Beberapa malam setelah ditinggalkan oleh kekasihnya dia memutuskan untuk menulis sebuah esai,

Apa beda pengalaman dengan pengetahuan? Masihkah kita memerlukan kesadaran, ketika hampir semua hal yang kita lakukan lebih banyak didorong oleh intuisi dan spontanitas? Dimana tempat bagi mimpi-mimpi dan rencana-rencana saat dunia yang chaos tak lagi sekadar tesis, melainkan sudah sudah menjadi fakta ilmiah?

Dia sudah membaca Freud dan Jung. Rasionalitas itu seperti iceberg. Tapi dia juga mengetahui dari buku-buku fisika yang dibacanya bahwa entropi biologis cenderung melawan hukum termodinamika. Mahluk hidup akan selalu membuat keteraturan atas serba ketakberaturan di sekitarannya.
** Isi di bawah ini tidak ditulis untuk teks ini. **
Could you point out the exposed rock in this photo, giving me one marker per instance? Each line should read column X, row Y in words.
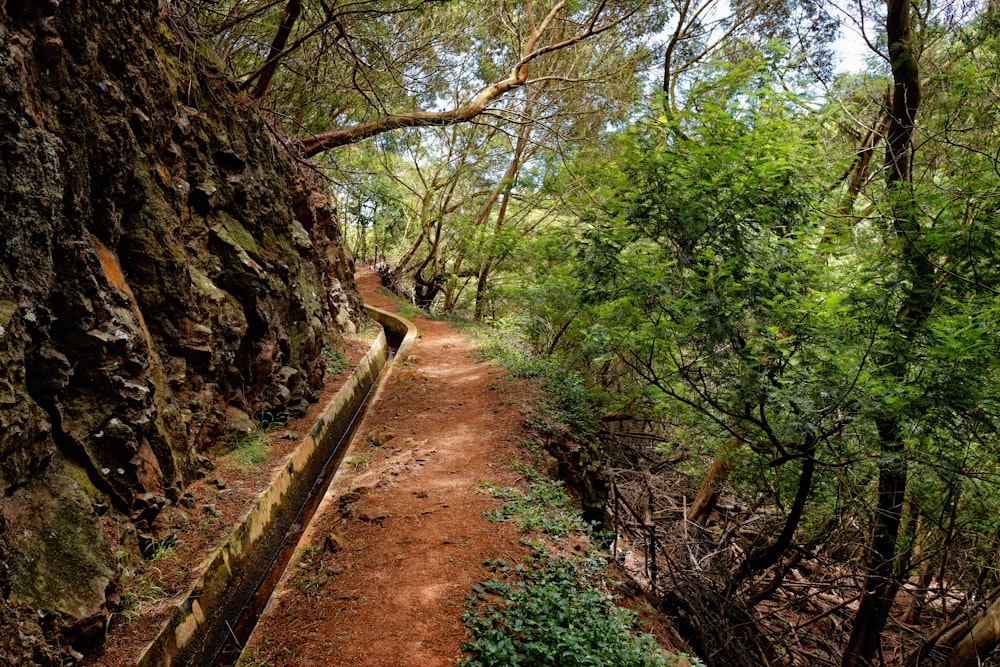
column 161, row 261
Lantas, dia harus mengimani yang mana?

Kenyataan adalah sesuatu yang dikenali, dibentuk, dan bukannya terberi. Setiap kali membaca sastra Latin pikirannya akan kembung oleh gagasan-gagasan mengenai konstruktivisme, imajinasi, dan otonomi fiksional semacam itu. Dia menyukai gagasan-gagasan itu sama seperti kesukaannya pada lelucon Larry Wilde. Baginya, lelucon adalah satu-satunya tempat pengungsian dari doktrin kebenaran-universal dan semua bentuk kepastian.

Dia memang tak pernah mempercayai absolutisme. Tapi karena itu pula dia kadang menyangsikan bahwa relatifisme berbeda dari absolutisme. Jangan-jangan, pikirnya, relatifisme adalah absolutisme dalam bentuk lain. Dan semua ini telah tali-temali sedemikian rupa sehingga tampak membingungkan.
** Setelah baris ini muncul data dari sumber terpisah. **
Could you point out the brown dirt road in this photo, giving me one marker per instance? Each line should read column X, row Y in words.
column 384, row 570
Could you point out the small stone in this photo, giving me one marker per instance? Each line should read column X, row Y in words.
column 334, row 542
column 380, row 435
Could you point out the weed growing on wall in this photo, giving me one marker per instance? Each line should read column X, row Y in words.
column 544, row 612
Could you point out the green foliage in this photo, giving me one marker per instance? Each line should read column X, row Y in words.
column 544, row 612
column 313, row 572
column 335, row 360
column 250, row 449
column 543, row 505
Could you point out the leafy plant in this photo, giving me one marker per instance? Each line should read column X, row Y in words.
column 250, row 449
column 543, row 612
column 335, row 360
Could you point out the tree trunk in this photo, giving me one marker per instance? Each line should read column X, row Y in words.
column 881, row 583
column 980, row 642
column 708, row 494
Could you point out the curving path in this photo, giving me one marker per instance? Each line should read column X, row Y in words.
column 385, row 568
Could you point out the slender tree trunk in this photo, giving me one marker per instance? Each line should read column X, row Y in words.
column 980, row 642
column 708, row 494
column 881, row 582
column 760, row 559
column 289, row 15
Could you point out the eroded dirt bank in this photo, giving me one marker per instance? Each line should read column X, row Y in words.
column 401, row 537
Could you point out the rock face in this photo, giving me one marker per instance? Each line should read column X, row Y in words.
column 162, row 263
Pada sebuah makan malam, dia dikritik habis-habisan temannya. Alam dan pikiran sebenarnya sama buruknya, karena sama-sama terdiri dari keteraturan dan keserempakan yang bisa berganti tiba-tiba. Dengan pengalamannya manusia diajari untuk mengenali, tapi pengenalan itu sebenarnya tak mengajari apapun, karena kita sering mencatatnya sebagai aforisma. Aforisma inilah sebenarnya biangkerok kebingungan manusia.

Mereka berdebat panjang. Sampai ketika bibir mereka mulai jontor, mereka menyudahi baku dalih itu. Sebelum berpisah mereka menyepakati satu hal: hidup membutuhkan lelucon. Tapi hidup sebenarnya adalah lelucon itu sendiri, gerutunya, dimana logika dan kengawuran silih berganti membangun tawa. Karena itu pula hidup, menurut beberapa orang, menyenangkan.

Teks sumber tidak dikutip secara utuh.